The Reting Monastery’s 11th century walls were freshly painted bright white, deep orange and dusty red. Gilded deities kept an eye on me from their perches atop cracked timbers supporting the roof. I felt I could reach up to touch the brilliant blue sky, as I was standing extra close at over 13, 000 feet. It was completely quiet. No breeze rustled the fall leaves, no birds chirped, no footsteps distracted me.
Listen to 1:22 recording of two Tibetan Buddhist monks chanting and playing drum and cymbals. Try headphones to hear stereo effect. iPhone & iPad link.
Suddenly two young monks rushed across the temple courtyard and disappeared through a narrow stone doorway, their red robes a quick flash of color. Soon a loud drum shattered the silence, boom, boom, boom. Then brass cymbals crashed. I followed the rhythm through the doorway and into a narrow room, a sliver of stony space with candle soot blackened walls rising two stories to an open window high above.
The two monks began chanting in Tibetan, rapid fire fast, their voices drawn up and out the window and over the hillside temple complex, calling their brother Buddhist monks to evening prayers.

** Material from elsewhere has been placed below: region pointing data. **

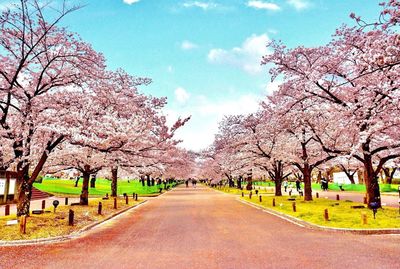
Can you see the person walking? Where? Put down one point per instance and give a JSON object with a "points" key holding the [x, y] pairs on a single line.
{"points": [[298, 188], [285, 185]]}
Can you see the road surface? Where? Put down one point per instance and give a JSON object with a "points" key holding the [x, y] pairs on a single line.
{"points": [[202, 228], [391, 200]]}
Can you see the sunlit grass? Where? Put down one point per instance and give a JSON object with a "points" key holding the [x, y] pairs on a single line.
{"points": [[341, 215], [56, 224], [103, 186]]}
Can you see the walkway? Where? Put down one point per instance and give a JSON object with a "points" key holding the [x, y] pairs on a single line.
{"points": [[202, 228]]}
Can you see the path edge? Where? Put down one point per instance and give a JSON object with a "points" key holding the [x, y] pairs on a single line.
{"points": [[73, 235], [312, 226]]}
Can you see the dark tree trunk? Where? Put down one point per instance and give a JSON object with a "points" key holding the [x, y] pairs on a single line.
{"points": [[93, 182], [371, 182], [84, 198], [239, 181], [389, 174], [230, 181], [114, 178], [307, 182], [24, 192], [24, 181], [278, 187]]}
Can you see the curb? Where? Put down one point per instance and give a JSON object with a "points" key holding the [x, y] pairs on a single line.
{"points": [[73, 235], [308, 225]]}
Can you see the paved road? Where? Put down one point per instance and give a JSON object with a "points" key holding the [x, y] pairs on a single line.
{"points": [[202, 228], [391, 200], [37, 204]]}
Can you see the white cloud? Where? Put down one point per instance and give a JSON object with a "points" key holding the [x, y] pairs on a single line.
{"points": [[200, 4], [299, 4], [7, 5], [272, 86], [206, 114], [263, 5], [170, 69], [246, 57], [181, 95], [130, 2], [187, 45]]}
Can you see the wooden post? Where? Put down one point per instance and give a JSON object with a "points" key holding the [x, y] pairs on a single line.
{"points": [[71, 217], [326, 215], [7, 210], [364, 218], [6, 188], [22, 224], [99, 209]]}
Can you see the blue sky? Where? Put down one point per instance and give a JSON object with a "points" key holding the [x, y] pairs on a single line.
{"points": [[204, 55]]}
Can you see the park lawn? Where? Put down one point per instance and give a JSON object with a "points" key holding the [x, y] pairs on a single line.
{"points": [[56, 224], [340, 212], [335, 187], [103, 186], [357, 187], [237, 191]]}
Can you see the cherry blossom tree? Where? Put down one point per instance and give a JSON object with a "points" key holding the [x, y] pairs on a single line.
{"points": [[38, 59], [356, 76]]}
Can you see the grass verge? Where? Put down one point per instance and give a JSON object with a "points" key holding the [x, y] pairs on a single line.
{"points": [[341, 215], [56, 224], [103, 186]]}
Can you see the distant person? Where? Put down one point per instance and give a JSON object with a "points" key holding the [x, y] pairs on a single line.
{"points": [[324, 184], [285, 184], [298, 187]]}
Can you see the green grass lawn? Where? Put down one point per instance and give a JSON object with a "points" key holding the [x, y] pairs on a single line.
{"points": [[103, 186], [357, 187], [335, 186], [340, 212]]}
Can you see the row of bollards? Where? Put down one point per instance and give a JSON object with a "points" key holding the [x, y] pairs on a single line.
{"points": [[364, 217], [71, 213], [337, 196]]}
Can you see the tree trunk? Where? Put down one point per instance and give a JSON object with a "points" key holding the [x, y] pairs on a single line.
{"points": [[278, 187], [307, 183], [24, 193], [114, 178], [389, 174], [371, 183], [84, 198], [230, 181], [239, 181]]}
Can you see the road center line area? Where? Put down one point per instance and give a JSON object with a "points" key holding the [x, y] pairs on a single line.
{"points": [[202, 228]]}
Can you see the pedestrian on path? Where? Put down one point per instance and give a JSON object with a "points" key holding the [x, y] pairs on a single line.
{"points": [[285, 185], [298, 188]]}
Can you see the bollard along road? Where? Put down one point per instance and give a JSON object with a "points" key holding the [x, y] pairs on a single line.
{"points": [[203, 228]]}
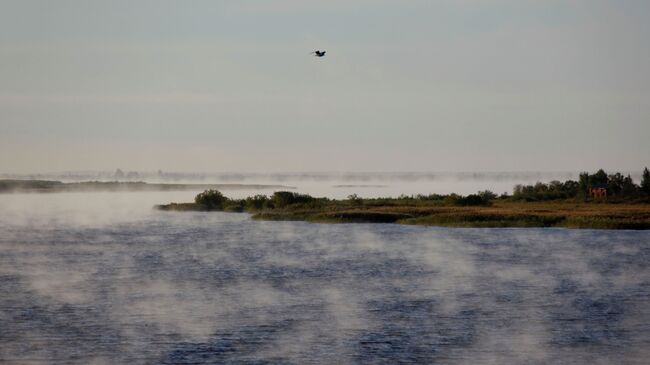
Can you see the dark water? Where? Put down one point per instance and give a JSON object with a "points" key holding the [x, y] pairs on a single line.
{"points": [[79, 285]]}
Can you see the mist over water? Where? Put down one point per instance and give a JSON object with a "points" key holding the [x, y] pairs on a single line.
{"points": [[101, 278]]}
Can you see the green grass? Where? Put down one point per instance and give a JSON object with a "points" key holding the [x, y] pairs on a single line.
{"points": [[499, 213]]}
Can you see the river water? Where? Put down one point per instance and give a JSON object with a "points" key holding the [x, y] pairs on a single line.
{"points": [[104, 279]]}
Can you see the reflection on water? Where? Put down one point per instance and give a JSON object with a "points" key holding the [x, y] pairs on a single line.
{"points": [[103, 279]]}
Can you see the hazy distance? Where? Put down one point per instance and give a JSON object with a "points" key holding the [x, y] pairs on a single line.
{"points": [[465, 85]]}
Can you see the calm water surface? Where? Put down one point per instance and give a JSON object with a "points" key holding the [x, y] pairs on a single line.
{"points": [[103, 279]]}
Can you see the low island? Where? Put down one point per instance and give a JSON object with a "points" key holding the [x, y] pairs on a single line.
{"points": [[597, 201]]}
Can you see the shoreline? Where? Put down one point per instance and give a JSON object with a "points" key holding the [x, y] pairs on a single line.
{"points": [[500, 214]]}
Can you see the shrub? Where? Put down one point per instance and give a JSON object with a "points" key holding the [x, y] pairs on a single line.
{"points": [[211, 199], [281, 199]]}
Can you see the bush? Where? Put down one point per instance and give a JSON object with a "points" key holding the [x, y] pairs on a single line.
{"points": [[211, 200], [281, 199]]}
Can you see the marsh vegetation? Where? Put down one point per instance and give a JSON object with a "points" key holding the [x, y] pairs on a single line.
{"points": [[554, 204]]}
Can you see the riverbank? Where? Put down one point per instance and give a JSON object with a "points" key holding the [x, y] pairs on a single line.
{"points": [[498, 213]]}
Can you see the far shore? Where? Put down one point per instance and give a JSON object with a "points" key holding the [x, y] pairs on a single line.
{"points": [[498, 213]]}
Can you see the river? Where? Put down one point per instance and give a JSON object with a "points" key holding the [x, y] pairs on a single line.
{"points": [[101, 278]]}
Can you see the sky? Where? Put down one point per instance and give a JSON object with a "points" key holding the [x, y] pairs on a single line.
{"points": [[418, 85]]}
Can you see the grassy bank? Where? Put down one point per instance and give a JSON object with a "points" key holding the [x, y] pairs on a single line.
{"points": [[446, 211]]}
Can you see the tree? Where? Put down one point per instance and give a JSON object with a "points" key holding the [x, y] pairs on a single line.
{"points": [[645, 182]]}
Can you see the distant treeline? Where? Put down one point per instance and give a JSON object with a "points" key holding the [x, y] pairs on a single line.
{"points": [[617, 187], [215, 200]]}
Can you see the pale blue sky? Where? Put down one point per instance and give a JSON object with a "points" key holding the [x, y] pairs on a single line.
{"points": [[406, 85]]}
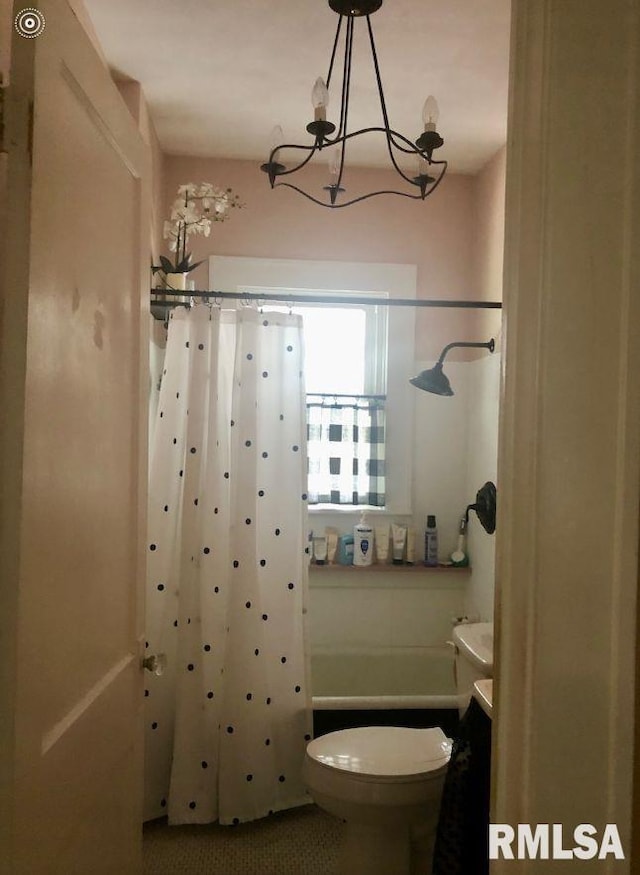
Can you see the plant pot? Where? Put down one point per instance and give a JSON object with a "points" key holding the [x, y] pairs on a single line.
{"points": [[176, 281]]}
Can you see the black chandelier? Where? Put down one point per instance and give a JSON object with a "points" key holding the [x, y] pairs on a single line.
{"points": [[429, 172]]}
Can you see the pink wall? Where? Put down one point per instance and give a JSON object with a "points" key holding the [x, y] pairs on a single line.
{"points": [[488, 237], [436, 235]]}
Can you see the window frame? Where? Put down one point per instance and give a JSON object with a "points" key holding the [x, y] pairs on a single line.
{"points": [[385, 280]]}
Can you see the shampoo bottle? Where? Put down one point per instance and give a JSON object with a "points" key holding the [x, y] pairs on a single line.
{"points": [[363, 542], [459, 557], [431, 542]]}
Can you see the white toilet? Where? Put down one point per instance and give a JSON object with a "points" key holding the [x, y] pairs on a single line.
{"points": [[386, 782]]}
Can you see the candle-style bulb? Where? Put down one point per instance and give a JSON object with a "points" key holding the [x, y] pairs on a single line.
{"points": [[320, 99], [334, 165], [276, 137], [430, 113], [423, 166]]}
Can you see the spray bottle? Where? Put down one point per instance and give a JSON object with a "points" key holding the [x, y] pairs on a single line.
{"points": [[363, 542]]}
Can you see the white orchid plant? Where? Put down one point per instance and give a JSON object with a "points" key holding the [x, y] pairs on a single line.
{"points": [[193, 212]]}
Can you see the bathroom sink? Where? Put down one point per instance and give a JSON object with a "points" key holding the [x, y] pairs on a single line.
{"points": [[483, 692], [476, 641]]}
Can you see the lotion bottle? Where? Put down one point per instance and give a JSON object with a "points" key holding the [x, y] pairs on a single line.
{"points": [[362, 542], [431, 542]]}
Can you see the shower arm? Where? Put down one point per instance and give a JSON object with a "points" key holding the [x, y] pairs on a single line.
{"points": [[490, 345]]}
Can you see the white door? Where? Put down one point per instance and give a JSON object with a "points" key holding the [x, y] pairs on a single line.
{"points": [[73, 278]]}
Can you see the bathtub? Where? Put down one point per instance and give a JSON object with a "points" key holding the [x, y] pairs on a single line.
{"points": [[383, 678]]}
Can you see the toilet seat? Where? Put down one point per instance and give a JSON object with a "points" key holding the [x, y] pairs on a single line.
{"points": [[383, 754]]}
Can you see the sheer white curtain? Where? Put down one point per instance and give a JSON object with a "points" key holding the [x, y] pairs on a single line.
{"points": [[227, 723]]}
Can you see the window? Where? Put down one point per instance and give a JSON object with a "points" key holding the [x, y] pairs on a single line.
{"points": [[358, 362], [345, 375]]}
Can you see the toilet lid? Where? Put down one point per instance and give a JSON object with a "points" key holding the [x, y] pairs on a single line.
{"points": [[383, 750]]}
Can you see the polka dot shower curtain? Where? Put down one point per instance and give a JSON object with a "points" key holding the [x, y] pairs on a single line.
{"points": [[226, 723]]}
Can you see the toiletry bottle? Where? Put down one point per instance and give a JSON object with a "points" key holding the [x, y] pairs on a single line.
{"points": [[459, 557], [431, 542], [362, 542]]}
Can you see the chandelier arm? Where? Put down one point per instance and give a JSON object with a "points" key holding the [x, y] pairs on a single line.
{"points": [[374, 55], [311, 149], [346, 90], [333, 52], [346, 78], [355, 200], [390, 134]]}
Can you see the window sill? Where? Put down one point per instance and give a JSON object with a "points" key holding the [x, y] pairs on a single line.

During China’s chaotic Cultural Revolution, this magnificent monastery North of Tibet’s capital Lhasa was nearly destroyed, stones and timbers torn down and salvaged for building projects, it’s monks harassed and disbanded. Since Reform and Opening of the late 1970’s, China has slowly become an economic power house tolerant of religion and money making, as long as the Communist Party is not threatened. Government and private funds are rebuilding many cultural sites, and Reting’s former splendor is slowly rising from the large piles of rubble awaiting rebirth.